Admiramos a seleção francesa – e, claro, com razão, mas parece que, à sombra do trio de ataque Mbappé-Dembélé-Ousmane, fica um homem importante. Didier Deschamps. Esta é a sua quarta Copa do Mundo: em 2012, assumiu uma equipe que, nos últimos seis anos, não estava no seu melhor nível e que periodicamente se afundava em conflitos.

Nos 14 anos seguintes, a França conquistou a vitória na Copa do Mundo de 2018, chegou à final da Copa do Mundo de 2022 e à final da Euro 2016. Deschamps anunciou, antes mesmo do torneio nos EUA, que deixaria a seleção, mas trouxe para esta Copa do Mundo, aparentemente, o elenco mais brilhante com o qual já trabalhou.

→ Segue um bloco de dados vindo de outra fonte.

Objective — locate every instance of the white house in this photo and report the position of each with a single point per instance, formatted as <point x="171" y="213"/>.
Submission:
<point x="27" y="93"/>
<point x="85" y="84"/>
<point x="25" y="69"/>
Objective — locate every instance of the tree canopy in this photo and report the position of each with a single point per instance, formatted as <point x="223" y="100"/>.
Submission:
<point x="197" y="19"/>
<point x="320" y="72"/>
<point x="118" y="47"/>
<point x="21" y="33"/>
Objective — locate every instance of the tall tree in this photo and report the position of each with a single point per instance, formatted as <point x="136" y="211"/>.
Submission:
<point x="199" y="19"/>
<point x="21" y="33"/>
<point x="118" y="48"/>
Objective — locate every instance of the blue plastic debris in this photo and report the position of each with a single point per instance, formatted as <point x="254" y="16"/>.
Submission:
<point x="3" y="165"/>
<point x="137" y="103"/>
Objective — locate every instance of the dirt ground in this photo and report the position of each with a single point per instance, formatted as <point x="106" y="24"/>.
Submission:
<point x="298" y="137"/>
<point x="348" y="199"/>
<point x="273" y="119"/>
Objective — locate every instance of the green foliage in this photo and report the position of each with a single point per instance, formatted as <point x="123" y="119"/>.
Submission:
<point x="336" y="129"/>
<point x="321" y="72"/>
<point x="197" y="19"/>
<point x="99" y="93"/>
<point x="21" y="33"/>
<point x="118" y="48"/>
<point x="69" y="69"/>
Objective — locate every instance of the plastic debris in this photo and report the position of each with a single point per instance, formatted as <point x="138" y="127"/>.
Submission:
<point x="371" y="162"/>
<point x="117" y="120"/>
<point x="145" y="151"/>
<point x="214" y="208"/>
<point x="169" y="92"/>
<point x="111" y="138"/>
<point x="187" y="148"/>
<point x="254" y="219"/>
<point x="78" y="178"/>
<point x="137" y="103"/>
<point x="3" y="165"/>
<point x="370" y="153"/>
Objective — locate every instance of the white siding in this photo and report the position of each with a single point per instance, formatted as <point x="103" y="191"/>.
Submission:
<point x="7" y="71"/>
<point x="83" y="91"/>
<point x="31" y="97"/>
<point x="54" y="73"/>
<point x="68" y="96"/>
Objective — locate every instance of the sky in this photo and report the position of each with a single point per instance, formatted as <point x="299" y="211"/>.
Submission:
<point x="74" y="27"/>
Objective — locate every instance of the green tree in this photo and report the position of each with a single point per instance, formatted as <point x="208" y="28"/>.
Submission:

Essa estabilidade e esses resultados não podem ser subestimados. Assim como não se pode atribuir o sucesso apenas à presença de superjogadores. Primeiro, é preciso saber trabalhar com as estrelas. Segundo, já vimos no último mês como grandes seleções foram eliminadas porque o técnico à beira do campo não estava à altura da equipe. Deschamps está à altura há 14 anos.

Como ele faz isso?

Fala pessoalmente para convencer da importância de cada um

Em 2016, o zagueiro Adil Rami, que jogava pelo Sevilla e pela seleção francesa, não entendia Deschamps: parecia-lhe que o técnico era muito rigoroso. Como se estivesse monitorando cada passo. Rami lutava pela seleção, pela bandeira, mas não pelo treinador.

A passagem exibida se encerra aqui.